Our opinion: A town meeting worth attending

The Manchester Business Association will have its chance to appeal directly to voters, thanks to the Select Board voting to place its request for $50,000 in matching funds, a portion of which it intends to share with ITVFest, on the town meeting warning.

The association is seeking $50,000 from the "local option" tax — the 1 percent levy on hotel rooms, meals, alcohol and some retail purchases. It says it will match that sum with its own privately raised contributions, and then share $20,000 with ITVFest.

Last Thursday, the Select Board briefly considered another option: A grant-funding program for economic development, administered by an appointed committee and setting specific criteria for applicants to qualify and successfully apply.

It's an intriguing option. A formal grant process with a clearly outlined set of criteria and rules, such as return on investment and the presence of matching funds, would give would-be applicants direction on what they can expect, and decision-makers a clear template to follow. That, in turn, would partially get the Select Board out of the business of playing gatekeeper for similar funding requests.

It would also remove the responsibility for appropriating such funding, and with it a measure of direct control over spending, from Town Meeting voters. Whether the voters are comfortable giving up that responsibility is a question only they can answer.

We would not be surprised to see this proposal revisited for next year's Town Meeting, particularly as Manchester's portfolio of events, from festivals and concerts to soccer and lacrosse tournaments, continues to grow. From our perspective, there would have to be assurances that the process would be public and transparent, based upon fair criteria, and verifiable.

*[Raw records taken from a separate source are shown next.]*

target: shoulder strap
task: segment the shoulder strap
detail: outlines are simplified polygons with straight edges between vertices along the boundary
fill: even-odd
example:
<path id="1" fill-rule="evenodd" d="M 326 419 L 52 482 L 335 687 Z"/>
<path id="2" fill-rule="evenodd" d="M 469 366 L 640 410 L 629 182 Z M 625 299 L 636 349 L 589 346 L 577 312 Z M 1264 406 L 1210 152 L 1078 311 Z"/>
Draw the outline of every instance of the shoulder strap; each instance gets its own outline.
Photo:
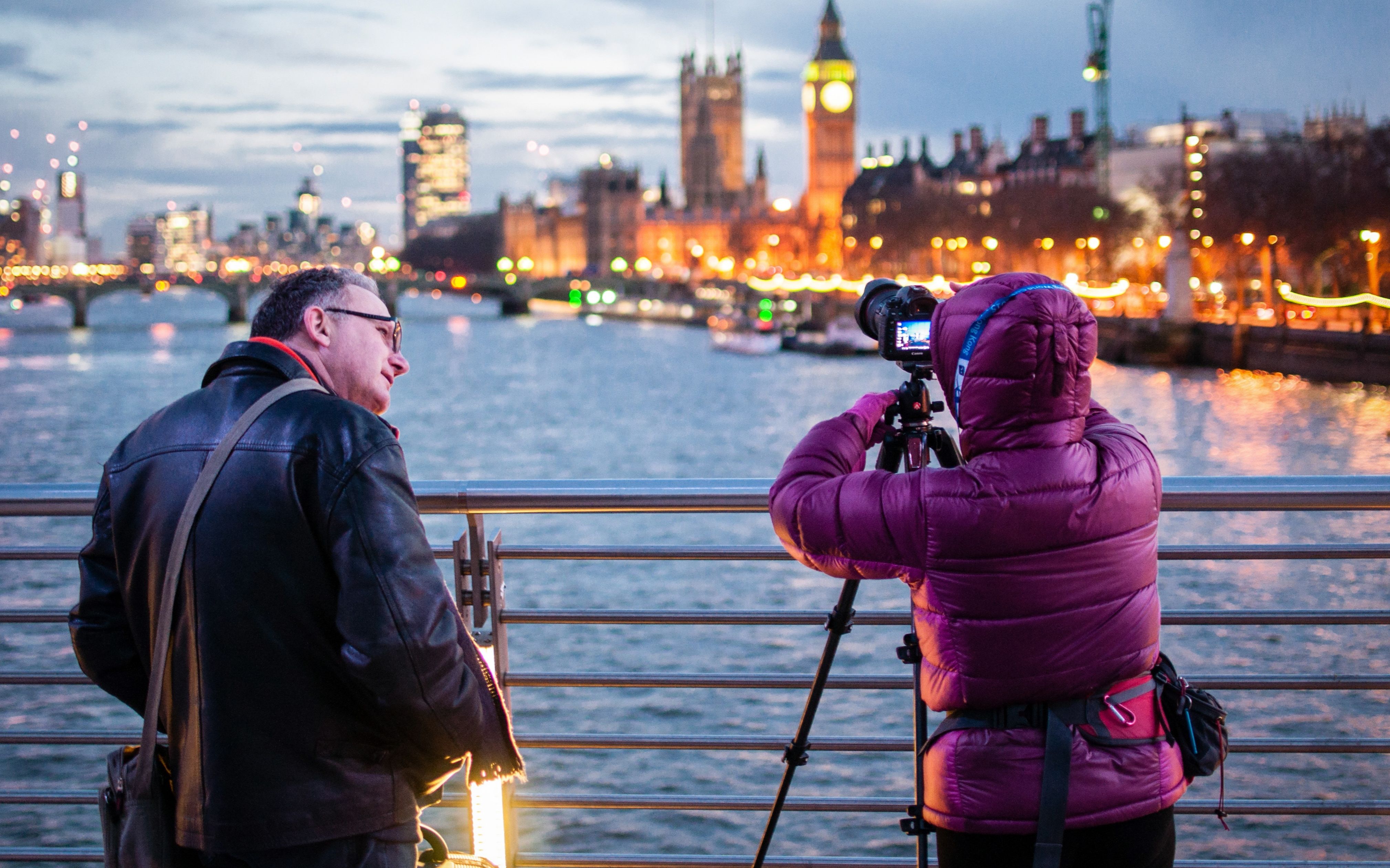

As for MBA's request, the board agreed with Chairman Ivan C. Beattie, who questioned whether a brand new grant funding proposal at this late date would offer enough clarity to Town Meeting voters. The voters would be better-equipped to make a decision if they knew who was seeking the funding and why, he said.

While the grant proposal has merit, we agree with Beattie that the association deserves to make its case directly to the voters. And so, Town Meeting will have that discussion — one of many on the agenda that are worthy of voters' time and attendance March 3.

Voters will also be asked to decide if the Australian ballot vote is the right way for the town to seek permission to purchase land for a bike trail. The Board of Water Commissioners is proposing a special assessment district that would impose a charge on water customers and properties within 1,000 feet of a hydrant. The town wants to know if it should appoint, rather than elect, a town treasurer in the future. And last and not least, there's a non-binding resolution placed on the warning by EarthMatters, calling on the town to take a more active role in promoting renewable energy and taking faster action to kick the fossil fuel habit.

This is important stuff, and it deserves an audience of active participants, far more than the 149 voters who attended Town Meeting last year.